All equity indexed annuities have at least one moving part. Moving parts allow the insurance company to keep the product competitive and help them outperform guaranteed products as the interest rate environment changes. Between 65 percent and 85 percent of the financial backing of the equity indexed annuity comes from traditional annuity investments, which are investment- grade bonds. There are three basic moving parts in most EIAs.

  1. Cap: The marketing term for this is maximum annual interest. This is the maximum amount of interest that will be applied to the contract on each anniversary. Your client is sharing the gains of the market in return for zero downside market risk. Your client makes money before the insurance company does.
  2. Participation rate: This refers to the amount of the calculated gain that will be credited to the policy. It may seem like a difficult concept to explain to your client so you may illustrate it as a percentage of the calculated gain rather than a percent of a percent. For example, (using easy numbers for illustration purposes) with a calculated gain of 10 and a participation rate of 75 percent, your client will get 7.5 percent. With a calculated gain of 10 with a participate rate of 125 percent your client will receive 12.5 percent (again I’m just using an easy number to illustrate the concept).
  3. Fees: Fees are sometimes assessed to help the insurance company cover the costs of administering policies. If a fee is present, be sure the maximum it can go to isn’t very high since it whittles away at returns each and every year it is present in the policy.

There’s a time to “sell” and a time to “tell”

When I first got in the business I learned a few selling concepts that have always stuck with me: To illustrate you demonstrate, always think in ink and ask questions that require your prospect to think and then demonstrate how their answer could be the solution for them. Questions you might ask to uncover the things that concern your clients the most and will open a door to demonstrate the best solution through an illustration are:

Are you willing to share the upside potential of the markets with an insurance company if they would guarantee no market downside in return? Many people would have much rather seen a zero last year on their retirement statements as opposed to the double-digit loss they shared with many other investors. The number may not jump off the statement like it did on a mutual fund or variable statement, but they are guaranteed to move in one direction only. Tell your client they will see at least one down year if not a couple throughout the length of their policy. A zero may be much more favorable than a negative return.

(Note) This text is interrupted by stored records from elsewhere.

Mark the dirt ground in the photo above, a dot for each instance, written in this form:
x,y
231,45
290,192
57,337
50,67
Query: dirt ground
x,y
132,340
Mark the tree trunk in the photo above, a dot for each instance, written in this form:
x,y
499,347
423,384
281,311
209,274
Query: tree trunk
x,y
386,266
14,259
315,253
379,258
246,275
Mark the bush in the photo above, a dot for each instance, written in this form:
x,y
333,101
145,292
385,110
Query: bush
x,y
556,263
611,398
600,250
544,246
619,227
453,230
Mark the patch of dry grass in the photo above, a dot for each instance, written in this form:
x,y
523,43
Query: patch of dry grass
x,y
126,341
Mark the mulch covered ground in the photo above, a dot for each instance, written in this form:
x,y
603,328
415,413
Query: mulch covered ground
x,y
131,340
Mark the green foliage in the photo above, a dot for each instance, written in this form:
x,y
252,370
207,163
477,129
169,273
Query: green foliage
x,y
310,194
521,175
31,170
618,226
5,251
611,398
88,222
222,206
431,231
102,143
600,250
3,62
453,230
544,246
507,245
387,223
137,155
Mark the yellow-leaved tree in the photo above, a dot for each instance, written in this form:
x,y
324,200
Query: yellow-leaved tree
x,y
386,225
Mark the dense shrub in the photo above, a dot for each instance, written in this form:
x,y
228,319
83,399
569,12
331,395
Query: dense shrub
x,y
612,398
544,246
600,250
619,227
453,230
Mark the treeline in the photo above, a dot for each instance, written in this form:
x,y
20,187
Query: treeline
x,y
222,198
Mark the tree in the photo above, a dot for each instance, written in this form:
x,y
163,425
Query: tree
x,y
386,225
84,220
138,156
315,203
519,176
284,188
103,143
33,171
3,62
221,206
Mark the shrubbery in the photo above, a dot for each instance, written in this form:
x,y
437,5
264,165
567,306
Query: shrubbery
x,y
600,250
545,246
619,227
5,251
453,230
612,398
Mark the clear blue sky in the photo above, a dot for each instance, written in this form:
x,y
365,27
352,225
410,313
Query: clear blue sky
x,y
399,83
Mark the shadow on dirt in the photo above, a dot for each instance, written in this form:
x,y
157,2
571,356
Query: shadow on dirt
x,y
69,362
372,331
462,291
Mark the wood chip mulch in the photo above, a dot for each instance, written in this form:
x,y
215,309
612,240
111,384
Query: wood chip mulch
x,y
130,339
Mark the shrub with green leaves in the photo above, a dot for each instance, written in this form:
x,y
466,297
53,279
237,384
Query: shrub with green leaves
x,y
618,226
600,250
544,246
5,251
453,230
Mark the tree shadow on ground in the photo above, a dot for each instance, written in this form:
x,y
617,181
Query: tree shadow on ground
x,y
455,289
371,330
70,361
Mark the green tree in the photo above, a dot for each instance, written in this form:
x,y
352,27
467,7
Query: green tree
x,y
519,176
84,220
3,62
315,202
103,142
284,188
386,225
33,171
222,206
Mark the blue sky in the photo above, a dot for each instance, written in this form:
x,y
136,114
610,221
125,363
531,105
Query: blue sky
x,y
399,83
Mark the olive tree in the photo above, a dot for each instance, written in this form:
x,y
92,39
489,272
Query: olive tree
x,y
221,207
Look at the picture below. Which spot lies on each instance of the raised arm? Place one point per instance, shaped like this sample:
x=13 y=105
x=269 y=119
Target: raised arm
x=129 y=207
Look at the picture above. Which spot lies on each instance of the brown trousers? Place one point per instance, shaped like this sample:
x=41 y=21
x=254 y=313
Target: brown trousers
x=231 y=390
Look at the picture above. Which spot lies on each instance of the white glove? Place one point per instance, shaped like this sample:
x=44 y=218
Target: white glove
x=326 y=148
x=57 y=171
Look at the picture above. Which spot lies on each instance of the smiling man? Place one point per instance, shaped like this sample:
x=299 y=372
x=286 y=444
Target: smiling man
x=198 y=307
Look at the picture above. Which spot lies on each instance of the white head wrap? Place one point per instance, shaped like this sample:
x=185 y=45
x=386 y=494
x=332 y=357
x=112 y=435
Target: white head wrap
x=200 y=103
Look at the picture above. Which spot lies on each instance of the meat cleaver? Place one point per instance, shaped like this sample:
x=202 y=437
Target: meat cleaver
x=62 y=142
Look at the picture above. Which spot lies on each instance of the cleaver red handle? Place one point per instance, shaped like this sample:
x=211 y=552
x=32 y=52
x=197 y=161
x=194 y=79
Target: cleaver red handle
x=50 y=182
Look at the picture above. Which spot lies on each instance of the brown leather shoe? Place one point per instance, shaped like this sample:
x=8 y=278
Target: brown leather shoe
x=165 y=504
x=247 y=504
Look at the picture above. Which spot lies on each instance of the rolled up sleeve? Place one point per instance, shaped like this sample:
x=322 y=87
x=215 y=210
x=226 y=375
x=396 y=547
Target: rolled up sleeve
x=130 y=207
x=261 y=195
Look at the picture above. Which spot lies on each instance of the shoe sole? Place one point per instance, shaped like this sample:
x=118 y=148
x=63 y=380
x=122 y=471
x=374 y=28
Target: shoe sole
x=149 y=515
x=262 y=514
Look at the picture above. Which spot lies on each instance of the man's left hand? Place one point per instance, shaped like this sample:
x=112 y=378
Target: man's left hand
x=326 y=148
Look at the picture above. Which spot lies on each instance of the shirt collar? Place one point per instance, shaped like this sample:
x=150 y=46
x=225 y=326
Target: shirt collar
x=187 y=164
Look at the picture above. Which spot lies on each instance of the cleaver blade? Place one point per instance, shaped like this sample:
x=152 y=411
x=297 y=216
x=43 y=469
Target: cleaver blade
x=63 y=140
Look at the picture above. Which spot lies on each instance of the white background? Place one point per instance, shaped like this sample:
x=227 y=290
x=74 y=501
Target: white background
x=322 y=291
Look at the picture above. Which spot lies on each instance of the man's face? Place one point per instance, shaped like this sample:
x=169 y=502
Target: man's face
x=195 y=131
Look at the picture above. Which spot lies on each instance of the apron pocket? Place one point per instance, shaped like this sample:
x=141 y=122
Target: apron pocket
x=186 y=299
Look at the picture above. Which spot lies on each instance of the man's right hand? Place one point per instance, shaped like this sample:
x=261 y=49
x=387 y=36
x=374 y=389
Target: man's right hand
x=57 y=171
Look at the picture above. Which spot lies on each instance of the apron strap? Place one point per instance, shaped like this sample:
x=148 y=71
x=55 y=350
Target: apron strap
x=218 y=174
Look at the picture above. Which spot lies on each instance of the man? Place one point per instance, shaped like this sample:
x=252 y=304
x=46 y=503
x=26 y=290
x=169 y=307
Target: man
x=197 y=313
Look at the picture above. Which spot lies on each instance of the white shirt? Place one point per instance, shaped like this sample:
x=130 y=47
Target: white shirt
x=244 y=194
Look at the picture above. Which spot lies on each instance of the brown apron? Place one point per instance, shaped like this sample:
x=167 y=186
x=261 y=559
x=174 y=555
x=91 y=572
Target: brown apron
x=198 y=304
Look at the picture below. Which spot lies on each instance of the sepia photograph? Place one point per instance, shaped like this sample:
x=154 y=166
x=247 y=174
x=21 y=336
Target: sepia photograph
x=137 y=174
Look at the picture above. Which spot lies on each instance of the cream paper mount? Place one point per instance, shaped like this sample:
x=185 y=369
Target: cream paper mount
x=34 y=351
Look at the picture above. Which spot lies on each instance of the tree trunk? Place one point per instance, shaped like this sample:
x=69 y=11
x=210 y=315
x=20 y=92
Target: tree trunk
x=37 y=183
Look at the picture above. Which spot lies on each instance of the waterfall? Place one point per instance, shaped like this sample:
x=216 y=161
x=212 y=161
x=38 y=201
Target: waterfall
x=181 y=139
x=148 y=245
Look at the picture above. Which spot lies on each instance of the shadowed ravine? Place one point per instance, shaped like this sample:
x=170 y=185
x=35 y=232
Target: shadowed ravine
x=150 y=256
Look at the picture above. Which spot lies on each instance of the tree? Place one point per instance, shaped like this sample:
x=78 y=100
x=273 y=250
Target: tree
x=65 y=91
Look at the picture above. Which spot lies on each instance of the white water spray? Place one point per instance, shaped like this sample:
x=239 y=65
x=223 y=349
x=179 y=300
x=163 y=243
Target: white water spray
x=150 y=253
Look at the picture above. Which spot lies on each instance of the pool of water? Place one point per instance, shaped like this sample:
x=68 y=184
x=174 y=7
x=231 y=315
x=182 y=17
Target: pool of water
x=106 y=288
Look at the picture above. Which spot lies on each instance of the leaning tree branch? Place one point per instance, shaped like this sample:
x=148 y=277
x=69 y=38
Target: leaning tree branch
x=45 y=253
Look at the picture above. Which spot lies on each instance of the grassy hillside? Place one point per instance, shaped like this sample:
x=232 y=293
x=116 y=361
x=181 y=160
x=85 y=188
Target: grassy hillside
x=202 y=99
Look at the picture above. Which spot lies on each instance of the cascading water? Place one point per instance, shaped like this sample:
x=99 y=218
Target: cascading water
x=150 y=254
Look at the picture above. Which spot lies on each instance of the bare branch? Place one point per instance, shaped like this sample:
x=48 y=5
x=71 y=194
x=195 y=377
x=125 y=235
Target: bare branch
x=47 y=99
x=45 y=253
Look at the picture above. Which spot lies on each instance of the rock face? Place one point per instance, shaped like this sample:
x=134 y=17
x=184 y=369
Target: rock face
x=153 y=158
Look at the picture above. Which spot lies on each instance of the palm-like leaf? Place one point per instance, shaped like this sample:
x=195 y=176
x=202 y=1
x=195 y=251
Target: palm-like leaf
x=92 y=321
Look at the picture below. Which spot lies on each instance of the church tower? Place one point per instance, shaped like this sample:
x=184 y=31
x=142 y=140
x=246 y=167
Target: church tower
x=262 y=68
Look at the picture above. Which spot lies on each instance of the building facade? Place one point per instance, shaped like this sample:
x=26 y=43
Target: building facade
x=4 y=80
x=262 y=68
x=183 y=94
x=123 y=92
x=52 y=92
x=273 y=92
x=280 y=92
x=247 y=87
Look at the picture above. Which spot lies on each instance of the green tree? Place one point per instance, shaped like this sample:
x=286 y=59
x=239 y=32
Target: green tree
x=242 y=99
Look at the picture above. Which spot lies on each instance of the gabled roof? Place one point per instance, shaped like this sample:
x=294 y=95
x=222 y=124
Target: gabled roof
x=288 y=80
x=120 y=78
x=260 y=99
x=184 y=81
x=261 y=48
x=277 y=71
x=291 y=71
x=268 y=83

If I could offer you a product that has the safety and security of certificates of deposit and the upside potential of the markets, would you be interested? That’s as difficult as it needs to be. Inform your clients of the opportunity they have in an EIA as one of their retirement vehicles highlighting the aforementioned five benefits.

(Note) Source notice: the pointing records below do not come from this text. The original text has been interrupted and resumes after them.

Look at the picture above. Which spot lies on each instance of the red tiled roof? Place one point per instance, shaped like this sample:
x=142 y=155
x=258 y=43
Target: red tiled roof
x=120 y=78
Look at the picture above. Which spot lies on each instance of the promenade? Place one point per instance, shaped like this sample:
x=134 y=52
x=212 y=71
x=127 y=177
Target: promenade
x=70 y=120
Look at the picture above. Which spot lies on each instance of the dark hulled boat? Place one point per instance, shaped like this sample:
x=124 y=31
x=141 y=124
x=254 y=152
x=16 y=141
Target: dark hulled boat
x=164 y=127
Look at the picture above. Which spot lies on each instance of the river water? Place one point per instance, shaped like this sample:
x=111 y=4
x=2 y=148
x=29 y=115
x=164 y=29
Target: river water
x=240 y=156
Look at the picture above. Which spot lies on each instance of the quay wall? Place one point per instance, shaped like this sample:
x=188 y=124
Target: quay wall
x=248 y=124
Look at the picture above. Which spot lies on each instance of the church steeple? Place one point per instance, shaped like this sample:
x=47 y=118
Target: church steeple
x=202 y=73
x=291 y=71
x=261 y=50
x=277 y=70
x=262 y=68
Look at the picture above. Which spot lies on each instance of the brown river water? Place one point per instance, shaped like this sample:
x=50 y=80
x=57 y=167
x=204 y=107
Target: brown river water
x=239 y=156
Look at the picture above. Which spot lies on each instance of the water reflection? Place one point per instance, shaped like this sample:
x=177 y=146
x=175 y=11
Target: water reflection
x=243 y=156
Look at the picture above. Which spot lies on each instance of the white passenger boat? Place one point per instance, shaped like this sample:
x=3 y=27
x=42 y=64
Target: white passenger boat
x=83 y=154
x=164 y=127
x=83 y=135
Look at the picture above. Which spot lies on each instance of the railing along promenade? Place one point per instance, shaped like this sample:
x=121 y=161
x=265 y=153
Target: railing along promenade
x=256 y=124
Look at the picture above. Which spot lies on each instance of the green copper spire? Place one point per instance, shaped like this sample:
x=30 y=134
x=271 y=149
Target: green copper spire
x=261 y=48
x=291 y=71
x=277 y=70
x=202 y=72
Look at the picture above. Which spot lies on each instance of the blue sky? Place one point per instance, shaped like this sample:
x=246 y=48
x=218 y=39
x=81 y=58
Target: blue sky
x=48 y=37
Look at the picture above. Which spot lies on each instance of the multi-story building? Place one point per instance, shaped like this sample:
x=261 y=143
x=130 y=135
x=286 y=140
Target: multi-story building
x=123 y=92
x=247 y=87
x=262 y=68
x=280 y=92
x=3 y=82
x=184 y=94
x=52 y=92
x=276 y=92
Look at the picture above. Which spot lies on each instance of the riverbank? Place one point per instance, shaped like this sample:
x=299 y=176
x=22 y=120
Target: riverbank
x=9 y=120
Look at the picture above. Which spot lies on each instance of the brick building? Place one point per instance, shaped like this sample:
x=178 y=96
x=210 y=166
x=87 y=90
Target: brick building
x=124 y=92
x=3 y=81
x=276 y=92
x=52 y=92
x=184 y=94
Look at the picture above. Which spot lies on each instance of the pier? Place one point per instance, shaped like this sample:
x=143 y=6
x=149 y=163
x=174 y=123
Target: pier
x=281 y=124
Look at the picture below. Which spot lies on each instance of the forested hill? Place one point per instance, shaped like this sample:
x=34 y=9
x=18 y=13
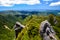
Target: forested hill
x=32 y=21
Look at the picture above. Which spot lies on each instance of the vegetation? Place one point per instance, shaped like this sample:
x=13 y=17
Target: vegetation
x=32 y=23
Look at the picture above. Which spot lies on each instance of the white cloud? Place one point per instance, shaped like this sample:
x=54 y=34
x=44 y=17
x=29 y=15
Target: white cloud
x=12 y=2
x=47 y=0
x=55 y=4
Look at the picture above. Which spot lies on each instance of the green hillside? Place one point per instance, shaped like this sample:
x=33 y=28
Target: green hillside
x=32 y=23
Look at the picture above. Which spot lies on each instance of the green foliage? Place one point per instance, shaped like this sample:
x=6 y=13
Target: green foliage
x=30 y=32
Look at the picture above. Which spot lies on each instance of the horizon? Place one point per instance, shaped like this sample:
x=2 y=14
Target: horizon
x=29 y=5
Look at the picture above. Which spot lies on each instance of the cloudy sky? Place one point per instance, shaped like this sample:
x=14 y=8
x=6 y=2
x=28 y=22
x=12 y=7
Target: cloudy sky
x=29 y=5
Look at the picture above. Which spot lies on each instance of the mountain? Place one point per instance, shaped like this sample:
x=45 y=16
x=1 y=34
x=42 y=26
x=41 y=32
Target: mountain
x=44 y=12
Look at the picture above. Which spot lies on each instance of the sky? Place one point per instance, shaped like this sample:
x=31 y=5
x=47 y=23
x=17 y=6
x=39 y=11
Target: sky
x=29 y=5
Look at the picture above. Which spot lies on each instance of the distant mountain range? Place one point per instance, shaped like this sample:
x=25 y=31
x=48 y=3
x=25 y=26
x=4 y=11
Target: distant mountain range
x=44 y=12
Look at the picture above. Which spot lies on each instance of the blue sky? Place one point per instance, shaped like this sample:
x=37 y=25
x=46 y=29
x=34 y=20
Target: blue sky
x=29 y=5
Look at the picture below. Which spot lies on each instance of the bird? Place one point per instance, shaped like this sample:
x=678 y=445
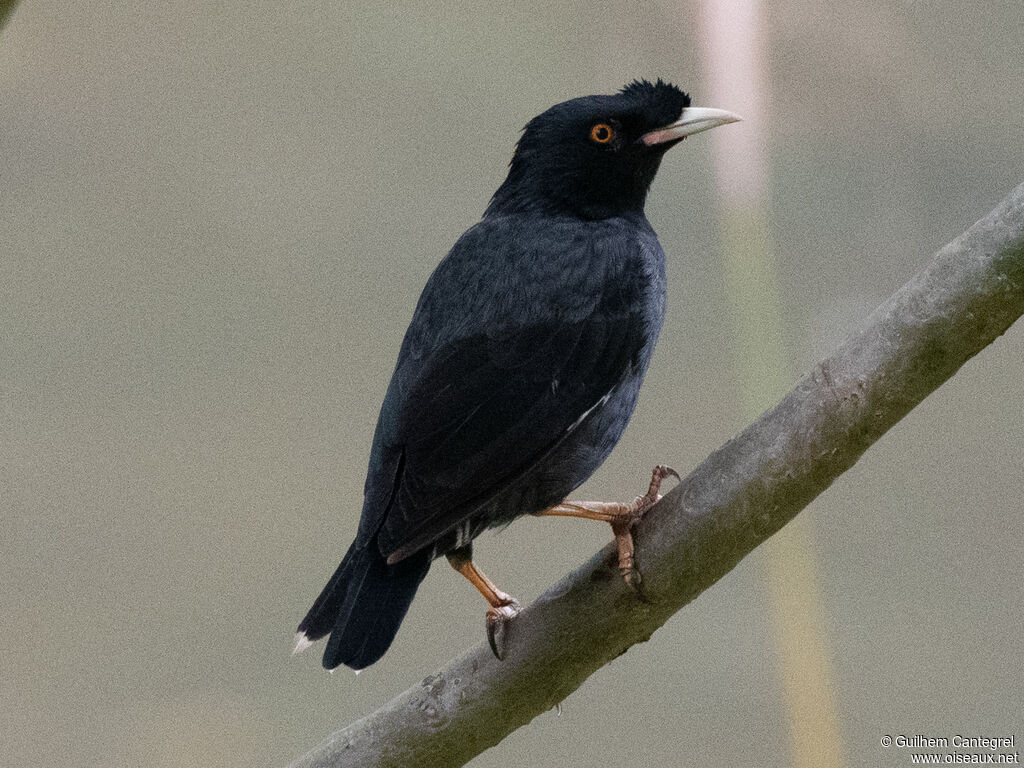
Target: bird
x=520 y=368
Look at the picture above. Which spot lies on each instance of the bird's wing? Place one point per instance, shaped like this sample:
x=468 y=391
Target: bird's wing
x=471 y=415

Of the money you have left, how much do you not want to have at risk in the marketplace so you can invest more confidently with the balance of your money? Helping clients develop options to meet their current and extended needs, to be able to address lifestyle issues as they age is the best practice we can perform. This question helps clients separate the portion of their money they may not want to risk while still leaving the door open for gains in their worst investment year.

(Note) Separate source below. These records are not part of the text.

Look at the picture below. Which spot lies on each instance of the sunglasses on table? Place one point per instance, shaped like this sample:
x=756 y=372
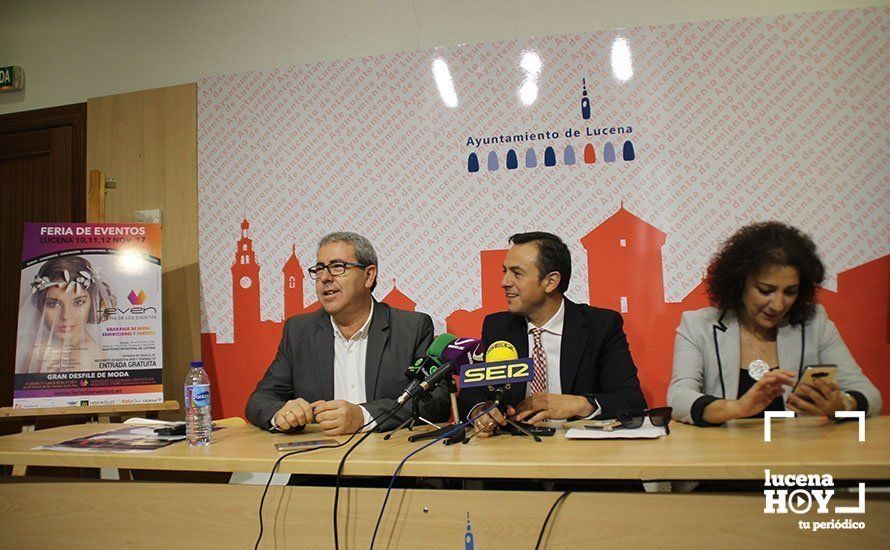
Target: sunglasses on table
x=660 y=417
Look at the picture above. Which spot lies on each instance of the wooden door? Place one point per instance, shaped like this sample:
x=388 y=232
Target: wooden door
x=42 y=179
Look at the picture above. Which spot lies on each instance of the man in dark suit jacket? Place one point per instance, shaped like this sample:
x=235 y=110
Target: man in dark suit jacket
x=588 y=370
x=343 y=365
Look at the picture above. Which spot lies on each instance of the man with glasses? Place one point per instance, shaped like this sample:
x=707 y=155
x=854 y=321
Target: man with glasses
x=343 y=365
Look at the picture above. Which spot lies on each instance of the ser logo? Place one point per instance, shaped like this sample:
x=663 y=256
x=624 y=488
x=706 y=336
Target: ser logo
x=496 y=373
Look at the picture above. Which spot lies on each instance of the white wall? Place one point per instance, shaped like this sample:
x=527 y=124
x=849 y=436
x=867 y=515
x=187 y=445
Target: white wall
x=74 y=50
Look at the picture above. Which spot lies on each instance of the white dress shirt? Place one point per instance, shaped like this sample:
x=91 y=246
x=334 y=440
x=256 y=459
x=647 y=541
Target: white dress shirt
x=551 y=340
x=349 y=366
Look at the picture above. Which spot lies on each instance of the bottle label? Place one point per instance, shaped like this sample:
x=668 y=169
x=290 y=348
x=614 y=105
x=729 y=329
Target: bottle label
x=197 y=395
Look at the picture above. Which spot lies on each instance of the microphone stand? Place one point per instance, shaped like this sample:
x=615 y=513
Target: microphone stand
x=498 y=400
x=413 y=420
x=455 y=419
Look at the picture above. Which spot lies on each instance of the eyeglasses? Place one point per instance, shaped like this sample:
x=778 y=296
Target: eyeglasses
x=334 y=268
x=659 y=417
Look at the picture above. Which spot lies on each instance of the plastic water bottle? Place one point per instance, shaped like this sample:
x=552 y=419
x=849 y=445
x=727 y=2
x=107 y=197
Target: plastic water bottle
x=197 y=406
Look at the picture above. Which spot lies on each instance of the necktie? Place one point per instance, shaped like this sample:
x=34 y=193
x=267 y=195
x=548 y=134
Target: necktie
x=539 y=383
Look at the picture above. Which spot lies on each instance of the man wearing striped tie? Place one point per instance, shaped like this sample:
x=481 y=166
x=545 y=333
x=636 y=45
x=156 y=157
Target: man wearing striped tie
x=583 y=366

This may be the lowest interest rate environment we have had in recent memory. You might want to offer the EIA as an alternative. You may be doing your client a favor by finding them the best five-year rate guarantee this year, but you may be doing them a disservice for the next four if the interest rate environment moves up from its lowest point. Ask your clients if they are willing to be married to rock-bottom interest rates or if they would rather buy in at the bottom with an opportunity to improve their situation as the market moves forward. Regardless of their choice, you offered your clients an annuity that has the benefits we reviewed and the opportunity of the upside potential of the markets without the downside risk associated with the securities markets. A zero is often more favorable than a negative return.